Procédure devant la cour
Par une requête enregistrée le 19 février 2019, M. B... C..., représenté par Me A..., demande à la cour :
1°) d'annuler ce jugement ;
2°) d'annuler la décision implicite par laquelle le maire de Mions a refusé la reconnaissance de l'imputabilité au service de sa maladie et a rejeté sa demande indemnitaire préalable ;
3°) d'enjoindre au maire de Mions de reconnaître l'imputabilité au service de sa maladie, dans le délai d'un mois à compter de la notification de l'arrêt ;
4°) de condamner la commune de Mions à lui verser la somme de 24 224 euros, correspondant à la totalité de la rémunération qu'il estime lui être due du 28 octobre 2015 à la date de sa mutation, outre intérêts de droit au taux légal à compter du 16 avril 2017, et capitalisation de ceux-ci ;
5°) de condamner la commune de Mions à lui verser la somme de 10 000 euros en réparation du préjudice moral qu'il estime avoir subi ;
6°) de condamner la commune de Mions à réparer le préjudice corporel et extra corporel qu'il estime avoir subi, après évaluation par un expert désigné par la juridiction ;
7°) de mettre à la charge de la commune de Mions la somme de 2 000 euros en application de l'article L. 761-1 du code de justice administrative.
Il soutient que :
- le jugement est entaché d'irrégularité, le tribunal ayant dénaturé les pièces du dossier ;
- l'absence de reconnaissance de l'imputabilité au service de la maladie dont il est atteint constitue une faute de nature à engager la responsabilité de la commune ;
- il a subi un préjudice matériel estimé à la somme de 24 224 euros, il demande la réparation du préjudice moral subi à hauteur de 10 000 euros et l'indemnisation de son préjudice corporel et extra corporel après évaluation par un expert à désigner avant-dire-droit par la cour.
Par un mémoire en défense enregistré le 28 août 2020, la commune de Mions, représentée par Me D..., conclut au rejet de la requête et demande que soit mise à la charge de M. C... la somme de 2 000 euros en application de l'article L. 761-1 du code de justice administrative.
Elle soutient que :
- le moyen tiré de l'irrégularité du jugement n'est pas fondé ;
- les demandes du requérant sont irrecevables et subsidiairement non fondées.

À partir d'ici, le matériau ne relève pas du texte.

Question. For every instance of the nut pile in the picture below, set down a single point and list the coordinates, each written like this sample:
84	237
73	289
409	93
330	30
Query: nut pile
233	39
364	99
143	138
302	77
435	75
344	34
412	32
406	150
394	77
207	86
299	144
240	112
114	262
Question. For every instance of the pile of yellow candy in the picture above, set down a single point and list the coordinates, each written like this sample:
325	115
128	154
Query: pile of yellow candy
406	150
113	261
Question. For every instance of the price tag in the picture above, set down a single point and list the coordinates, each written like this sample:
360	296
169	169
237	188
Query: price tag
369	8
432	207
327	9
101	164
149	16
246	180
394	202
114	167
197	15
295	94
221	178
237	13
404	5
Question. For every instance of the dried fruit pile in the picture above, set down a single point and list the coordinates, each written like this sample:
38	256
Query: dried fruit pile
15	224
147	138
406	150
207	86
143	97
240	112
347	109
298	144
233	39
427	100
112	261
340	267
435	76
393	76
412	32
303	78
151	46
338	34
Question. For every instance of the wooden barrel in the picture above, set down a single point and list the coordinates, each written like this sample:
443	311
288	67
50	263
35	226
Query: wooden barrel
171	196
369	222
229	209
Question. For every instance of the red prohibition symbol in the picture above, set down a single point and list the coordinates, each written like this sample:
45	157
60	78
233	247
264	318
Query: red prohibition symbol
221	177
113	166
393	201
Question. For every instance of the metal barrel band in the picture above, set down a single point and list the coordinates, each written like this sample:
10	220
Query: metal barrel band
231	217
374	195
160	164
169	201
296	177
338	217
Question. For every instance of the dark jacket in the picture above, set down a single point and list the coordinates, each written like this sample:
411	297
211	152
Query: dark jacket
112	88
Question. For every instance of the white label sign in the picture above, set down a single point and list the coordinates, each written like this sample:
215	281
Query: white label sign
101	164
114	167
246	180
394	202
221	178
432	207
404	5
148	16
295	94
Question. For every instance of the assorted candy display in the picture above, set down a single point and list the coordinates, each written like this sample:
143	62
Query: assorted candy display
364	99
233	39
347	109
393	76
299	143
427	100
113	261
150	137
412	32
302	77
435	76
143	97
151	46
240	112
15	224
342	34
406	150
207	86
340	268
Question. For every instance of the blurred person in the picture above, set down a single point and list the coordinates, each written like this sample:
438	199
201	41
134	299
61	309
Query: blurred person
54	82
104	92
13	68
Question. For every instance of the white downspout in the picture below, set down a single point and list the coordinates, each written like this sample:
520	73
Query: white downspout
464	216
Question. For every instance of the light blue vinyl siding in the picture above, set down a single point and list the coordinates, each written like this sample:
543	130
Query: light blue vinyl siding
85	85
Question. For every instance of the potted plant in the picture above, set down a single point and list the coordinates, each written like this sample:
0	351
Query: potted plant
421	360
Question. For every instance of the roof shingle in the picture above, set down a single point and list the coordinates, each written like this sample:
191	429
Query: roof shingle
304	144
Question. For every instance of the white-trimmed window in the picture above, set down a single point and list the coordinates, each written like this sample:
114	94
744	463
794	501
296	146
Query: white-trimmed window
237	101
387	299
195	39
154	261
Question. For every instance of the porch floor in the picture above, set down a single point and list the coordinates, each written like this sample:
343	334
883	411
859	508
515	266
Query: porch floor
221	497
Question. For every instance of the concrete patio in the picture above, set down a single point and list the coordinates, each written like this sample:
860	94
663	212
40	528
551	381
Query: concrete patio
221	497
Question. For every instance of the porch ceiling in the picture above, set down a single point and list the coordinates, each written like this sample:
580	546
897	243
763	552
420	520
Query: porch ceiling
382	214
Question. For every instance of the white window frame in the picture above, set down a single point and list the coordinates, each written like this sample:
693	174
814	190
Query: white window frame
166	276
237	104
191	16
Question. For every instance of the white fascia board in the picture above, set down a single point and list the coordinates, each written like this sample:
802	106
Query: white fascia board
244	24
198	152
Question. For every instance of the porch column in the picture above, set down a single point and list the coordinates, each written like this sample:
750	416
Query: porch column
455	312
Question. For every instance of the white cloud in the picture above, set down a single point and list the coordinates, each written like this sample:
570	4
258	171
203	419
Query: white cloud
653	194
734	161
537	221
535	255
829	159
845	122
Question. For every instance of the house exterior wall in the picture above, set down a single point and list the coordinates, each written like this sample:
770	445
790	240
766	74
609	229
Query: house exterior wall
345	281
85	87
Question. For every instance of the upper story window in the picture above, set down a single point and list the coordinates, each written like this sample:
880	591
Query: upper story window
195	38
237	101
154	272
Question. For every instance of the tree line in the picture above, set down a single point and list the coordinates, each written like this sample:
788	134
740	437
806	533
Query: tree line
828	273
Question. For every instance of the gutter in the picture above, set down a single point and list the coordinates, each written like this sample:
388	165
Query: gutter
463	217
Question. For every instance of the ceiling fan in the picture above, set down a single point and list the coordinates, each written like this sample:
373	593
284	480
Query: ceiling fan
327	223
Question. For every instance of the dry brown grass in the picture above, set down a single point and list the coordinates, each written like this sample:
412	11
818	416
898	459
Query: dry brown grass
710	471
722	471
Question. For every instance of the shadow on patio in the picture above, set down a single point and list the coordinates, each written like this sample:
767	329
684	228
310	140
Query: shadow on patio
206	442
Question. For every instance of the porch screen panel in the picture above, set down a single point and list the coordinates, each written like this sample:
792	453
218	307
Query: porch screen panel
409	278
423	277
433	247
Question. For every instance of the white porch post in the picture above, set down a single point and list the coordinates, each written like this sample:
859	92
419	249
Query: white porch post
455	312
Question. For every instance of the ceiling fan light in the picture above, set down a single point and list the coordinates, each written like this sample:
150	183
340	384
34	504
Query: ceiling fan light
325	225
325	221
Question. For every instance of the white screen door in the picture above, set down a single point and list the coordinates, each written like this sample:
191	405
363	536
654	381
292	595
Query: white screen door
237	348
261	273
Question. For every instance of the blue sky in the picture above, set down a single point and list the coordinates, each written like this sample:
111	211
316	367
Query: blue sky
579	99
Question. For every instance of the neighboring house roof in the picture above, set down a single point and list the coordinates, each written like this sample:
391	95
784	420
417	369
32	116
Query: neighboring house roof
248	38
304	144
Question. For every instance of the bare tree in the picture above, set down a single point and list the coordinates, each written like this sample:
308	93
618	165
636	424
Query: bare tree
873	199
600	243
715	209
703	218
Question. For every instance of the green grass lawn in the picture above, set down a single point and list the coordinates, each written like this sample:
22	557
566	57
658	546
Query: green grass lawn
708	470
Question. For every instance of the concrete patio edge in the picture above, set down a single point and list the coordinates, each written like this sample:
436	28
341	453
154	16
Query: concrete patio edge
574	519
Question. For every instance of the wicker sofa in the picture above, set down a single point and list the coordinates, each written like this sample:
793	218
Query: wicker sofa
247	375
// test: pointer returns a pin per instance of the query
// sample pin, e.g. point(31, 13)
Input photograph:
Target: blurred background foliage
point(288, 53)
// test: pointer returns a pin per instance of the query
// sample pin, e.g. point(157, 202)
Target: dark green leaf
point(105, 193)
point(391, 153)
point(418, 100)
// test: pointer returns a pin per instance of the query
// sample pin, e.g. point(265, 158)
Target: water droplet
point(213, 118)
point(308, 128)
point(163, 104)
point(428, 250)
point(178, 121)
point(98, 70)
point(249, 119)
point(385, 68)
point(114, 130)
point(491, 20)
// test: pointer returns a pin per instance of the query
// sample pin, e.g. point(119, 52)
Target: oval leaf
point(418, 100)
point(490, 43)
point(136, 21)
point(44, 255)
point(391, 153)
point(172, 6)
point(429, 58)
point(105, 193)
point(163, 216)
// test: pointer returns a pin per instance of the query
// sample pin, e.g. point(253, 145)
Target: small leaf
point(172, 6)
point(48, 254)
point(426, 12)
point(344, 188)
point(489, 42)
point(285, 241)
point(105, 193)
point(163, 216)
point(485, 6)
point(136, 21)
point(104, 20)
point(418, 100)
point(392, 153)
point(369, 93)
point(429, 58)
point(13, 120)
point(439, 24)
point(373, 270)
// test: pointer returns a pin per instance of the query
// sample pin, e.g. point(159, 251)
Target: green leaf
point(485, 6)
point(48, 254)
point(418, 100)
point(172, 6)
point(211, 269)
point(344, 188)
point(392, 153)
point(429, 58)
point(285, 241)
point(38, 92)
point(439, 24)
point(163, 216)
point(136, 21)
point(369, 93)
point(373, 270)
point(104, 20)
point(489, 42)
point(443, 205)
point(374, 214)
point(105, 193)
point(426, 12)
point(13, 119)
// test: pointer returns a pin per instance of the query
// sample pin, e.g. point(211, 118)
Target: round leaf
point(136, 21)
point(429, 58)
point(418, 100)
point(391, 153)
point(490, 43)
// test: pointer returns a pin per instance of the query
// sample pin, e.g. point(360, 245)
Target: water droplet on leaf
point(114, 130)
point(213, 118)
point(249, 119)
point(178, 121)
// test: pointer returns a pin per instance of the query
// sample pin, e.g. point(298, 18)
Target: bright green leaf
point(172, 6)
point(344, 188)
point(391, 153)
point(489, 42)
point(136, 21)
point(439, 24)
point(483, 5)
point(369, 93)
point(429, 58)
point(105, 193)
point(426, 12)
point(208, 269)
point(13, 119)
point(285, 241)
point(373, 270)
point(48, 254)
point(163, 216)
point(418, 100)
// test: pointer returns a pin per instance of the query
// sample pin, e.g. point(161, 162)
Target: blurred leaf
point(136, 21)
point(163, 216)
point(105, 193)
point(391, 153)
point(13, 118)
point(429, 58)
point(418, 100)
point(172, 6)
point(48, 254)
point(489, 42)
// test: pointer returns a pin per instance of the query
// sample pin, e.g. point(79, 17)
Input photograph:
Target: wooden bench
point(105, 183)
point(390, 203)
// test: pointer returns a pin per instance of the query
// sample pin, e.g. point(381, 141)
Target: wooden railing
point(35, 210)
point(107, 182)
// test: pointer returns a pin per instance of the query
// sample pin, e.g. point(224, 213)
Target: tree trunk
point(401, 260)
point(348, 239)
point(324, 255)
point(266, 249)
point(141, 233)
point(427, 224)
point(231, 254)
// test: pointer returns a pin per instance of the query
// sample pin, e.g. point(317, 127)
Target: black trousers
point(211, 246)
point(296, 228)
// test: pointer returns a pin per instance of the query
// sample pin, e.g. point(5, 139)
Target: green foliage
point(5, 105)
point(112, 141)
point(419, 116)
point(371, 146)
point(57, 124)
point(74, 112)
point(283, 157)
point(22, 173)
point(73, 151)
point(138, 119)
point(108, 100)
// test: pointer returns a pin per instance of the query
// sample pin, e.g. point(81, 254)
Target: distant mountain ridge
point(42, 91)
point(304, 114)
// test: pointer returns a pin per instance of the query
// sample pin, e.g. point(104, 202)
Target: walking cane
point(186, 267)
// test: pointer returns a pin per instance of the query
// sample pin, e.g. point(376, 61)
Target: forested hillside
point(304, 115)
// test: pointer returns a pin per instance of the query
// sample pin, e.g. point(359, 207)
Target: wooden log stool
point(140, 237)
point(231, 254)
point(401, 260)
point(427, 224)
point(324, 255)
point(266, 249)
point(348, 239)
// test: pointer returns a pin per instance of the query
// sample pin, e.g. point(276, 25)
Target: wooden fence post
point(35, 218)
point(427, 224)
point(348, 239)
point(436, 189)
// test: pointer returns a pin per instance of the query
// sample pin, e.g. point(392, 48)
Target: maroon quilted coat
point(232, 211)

Vu la demande préalable de M. C... et les autres pièces du dossier.
Vu :
- le code des pensions civiles et militaires ;
- la loi n° 83-634 du 13 juillet 1983;
- la loi n° 84-53 du 26 janvier 1984 ;
- le code de justice administrative.
Les parties ayant été régulièrement averties du jour de l'audience.
Après avoir entendu au cours de l'audience publique :
- le rapport de M. Tallec, président,
- les conclusions de M. Deliancourt, rapporteur public,
- et les observations de Me A..., avocat, représentant M. C..., et de Me D..., avocat, représentant la commune de Mions.
Considérant ce qui suit :
1. M. B... C..., alors agent de maîtrise au service jeunesse et sports de la commune de Mions, a été placé le 28 octobre 2015 en arrêt de travail pour une " réaction anxio-dépressive " par son médecin traitant, vers lequel l'avait orienté le médecin du travail, qu'il avait consulté le même jour. Le requérant n'a pas repris son activité au sein de la commune et le 24 mai 2016, la commission de réforme des agents des collectivités territoriales du département du Rhône a émis un avis favorable à la qualification de " maladie contractée en service " de l'affection dont il était atteint. Par décision du 4 novembre 2016, le maire de Mions a refusé de reconnaître l'imputabilité au service de cette affection. A compter du 17 janvier 2017, M. C... a été recruté par la ville de Lyon, en qualité d'adjoint au responsable d'établissement, à temps plein, au sein de la direction des sports. Par lettre datée du 13 avril 2017, reçue par son destinataire le 18 avril 2017, M. C... a présenté une demande indemnitaire préalable au maire de Mions, et a sollicité le versement de la somme totale de 34 224 euros en réparation des préjudices qu'il estimait avoir subis du fait de l'illégalité du refus de reconnaissance de l'imputabilité au service de son affection. En l'absence de réponse de l'administration, M. C... a saisi le tribunal administratif de Lyon, qui, par jugement du 19 décembre 2018, a refusé de faire droit à ses demandes. M. C... relève appel de ce jugement.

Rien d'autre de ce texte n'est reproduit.